Mereka kemungkinan besar akan diusir sebelum mereka bahkan bisa memasuki dunia tersebut.

“Izinkan aku melihat-lihat dulu untuk memastikan apakah Zhao Ya dan yang lainnya masih ada di sekitar sini…” kata Zhang Xuan sambil memperluas kesadarannya ke seluruh Kota Xuanjiang.

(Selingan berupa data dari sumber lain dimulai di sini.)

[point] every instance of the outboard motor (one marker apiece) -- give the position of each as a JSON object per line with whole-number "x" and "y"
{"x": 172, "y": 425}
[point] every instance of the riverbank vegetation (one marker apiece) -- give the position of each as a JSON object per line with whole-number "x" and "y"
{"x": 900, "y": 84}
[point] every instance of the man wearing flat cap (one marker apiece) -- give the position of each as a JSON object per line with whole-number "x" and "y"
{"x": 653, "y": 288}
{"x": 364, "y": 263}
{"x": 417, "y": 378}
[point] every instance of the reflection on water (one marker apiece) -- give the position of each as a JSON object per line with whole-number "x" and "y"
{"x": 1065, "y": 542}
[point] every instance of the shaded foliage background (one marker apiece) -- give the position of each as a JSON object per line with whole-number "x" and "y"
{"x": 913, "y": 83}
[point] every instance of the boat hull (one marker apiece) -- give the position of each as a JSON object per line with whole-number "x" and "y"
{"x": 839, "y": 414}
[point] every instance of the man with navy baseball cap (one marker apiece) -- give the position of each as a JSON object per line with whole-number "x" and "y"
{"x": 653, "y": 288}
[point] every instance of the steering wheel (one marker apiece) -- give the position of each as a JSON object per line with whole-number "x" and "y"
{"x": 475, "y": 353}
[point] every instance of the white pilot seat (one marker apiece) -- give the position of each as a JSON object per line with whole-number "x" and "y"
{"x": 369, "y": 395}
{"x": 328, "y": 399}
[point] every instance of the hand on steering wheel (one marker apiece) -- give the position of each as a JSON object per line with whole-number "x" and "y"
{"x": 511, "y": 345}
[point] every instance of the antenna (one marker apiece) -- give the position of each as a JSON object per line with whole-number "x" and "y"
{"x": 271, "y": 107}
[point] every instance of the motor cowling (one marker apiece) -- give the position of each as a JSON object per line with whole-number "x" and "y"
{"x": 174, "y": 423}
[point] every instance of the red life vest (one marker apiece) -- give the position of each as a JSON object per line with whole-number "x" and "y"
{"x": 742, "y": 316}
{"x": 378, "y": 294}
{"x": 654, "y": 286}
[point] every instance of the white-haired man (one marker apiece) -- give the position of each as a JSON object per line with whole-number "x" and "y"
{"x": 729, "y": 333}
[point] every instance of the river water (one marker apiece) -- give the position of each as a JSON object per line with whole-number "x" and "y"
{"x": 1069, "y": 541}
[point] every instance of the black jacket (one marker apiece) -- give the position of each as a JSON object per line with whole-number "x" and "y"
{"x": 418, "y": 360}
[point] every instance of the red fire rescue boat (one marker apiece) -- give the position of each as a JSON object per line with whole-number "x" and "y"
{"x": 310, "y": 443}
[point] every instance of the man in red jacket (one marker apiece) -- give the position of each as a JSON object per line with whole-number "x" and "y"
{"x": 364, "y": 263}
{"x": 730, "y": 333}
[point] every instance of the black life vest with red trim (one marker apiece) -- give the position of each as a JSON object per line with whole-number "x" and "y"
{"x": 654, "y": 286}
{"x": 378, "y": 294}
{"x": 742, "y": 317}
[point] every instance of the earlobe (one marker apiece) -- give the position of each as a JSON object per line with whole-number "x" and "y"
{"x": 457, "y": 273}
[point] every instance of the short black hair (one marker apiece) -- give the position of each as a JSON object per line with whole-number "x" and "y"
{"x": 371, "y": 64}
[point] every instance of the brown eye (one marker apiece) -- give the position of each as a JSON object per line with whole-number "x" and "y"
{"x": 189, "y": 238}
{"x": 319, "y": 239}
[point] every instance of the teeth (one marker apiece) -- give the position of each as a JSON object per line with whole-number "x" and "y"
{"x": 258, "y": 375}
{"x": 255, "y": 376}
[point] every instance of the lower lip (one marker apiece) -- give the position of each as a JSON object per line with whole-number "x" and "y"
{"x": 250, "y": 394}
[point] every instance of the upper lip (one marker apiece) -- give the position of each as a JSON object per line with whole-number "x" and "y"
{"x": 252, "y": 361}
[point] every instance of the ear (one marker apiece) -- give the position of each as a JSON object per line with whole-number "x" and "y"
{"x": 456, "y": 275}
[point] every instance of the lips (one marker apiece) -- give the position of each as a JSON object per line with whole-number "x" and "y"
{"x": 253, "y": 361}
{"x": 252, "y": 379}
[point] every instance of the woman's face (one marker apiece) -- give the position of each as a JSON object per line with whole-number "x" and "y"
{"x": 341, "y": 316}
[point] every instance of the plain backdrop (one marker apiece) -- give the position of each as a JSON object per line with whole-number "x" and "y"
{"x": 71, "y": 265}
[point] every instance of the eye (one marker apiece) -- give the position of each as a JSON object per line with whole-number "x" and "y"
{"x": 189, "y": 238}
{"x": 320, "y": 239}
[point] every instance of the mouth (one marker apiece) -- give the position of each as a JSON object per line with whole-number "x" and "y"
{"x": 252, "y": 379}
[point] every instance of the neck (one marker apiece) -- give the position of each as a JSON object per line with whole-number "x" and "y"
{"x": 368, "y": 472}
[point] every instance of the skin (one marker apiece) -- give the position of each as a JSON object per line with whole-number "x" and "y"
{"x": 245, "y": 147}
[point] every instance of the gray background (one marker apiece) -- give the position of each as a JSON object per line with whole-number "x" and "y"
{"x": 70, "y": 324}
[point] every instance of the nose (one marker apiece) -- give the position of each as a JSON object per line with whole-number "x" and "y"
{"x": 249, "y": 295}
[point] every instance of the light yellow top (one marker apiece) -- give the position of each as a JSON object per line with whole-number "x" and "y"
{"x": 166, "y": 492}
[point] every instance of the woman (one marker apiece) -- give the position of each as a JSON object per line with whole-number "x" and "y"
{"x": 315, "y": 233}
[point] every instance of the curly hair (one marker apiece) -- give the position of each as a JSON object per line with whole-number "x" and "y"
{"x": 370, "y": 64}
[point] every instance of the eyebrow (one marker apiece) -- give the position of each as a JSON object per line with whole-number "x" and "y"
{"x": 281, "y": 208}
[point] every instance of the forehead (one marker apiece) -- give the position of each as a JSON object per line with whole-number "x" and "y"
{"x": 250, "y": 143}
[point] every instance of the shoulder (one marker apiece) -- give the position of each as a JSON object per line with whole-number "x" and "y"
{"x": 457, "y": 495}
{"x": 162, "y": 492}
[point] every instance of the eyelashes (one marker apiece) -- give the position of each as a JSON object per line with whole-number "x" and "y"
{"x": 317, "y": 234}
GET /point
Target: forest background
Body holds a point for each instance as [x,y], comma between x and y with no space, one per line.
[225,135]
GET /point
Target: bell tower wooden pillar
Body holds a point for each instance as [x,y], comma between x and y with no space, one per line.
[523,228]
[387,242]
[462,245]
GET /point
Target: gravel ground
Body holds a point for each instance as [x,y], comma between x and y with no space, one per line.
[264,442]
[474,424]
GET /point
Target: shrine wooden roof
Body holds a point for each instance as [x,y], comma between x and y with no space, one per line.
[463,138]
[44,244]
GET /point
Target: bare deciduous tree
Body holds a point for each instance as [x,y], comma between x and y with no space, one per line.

Pada tingkat kultivasinya, selama ia menginginkannya, ia bahkan dapat merasakan kedipan bulu mata sekecil apa pun di seluruh Kota Xuanjiang.

“Mereka ada di sana!”

Sesaat kemudian, mata Zhang Xuan berbinar.

Ia khawatir murid-muridnya sudah meninggalkan Kota Xuanjiang mengingat sudah sembilan hari sejak mereka tiba. Ia senang melihat mereka masih ada di sekitar sini.

Namun, ia juga menyadari bahwa tempat tinggal mereka sedang mempersiapkan binatang terbang. Sepertinya mereka bersiap untuk berangkat.

Jadi, Zhang Xuan segera menuju ke sana tanpa ragu-ragu.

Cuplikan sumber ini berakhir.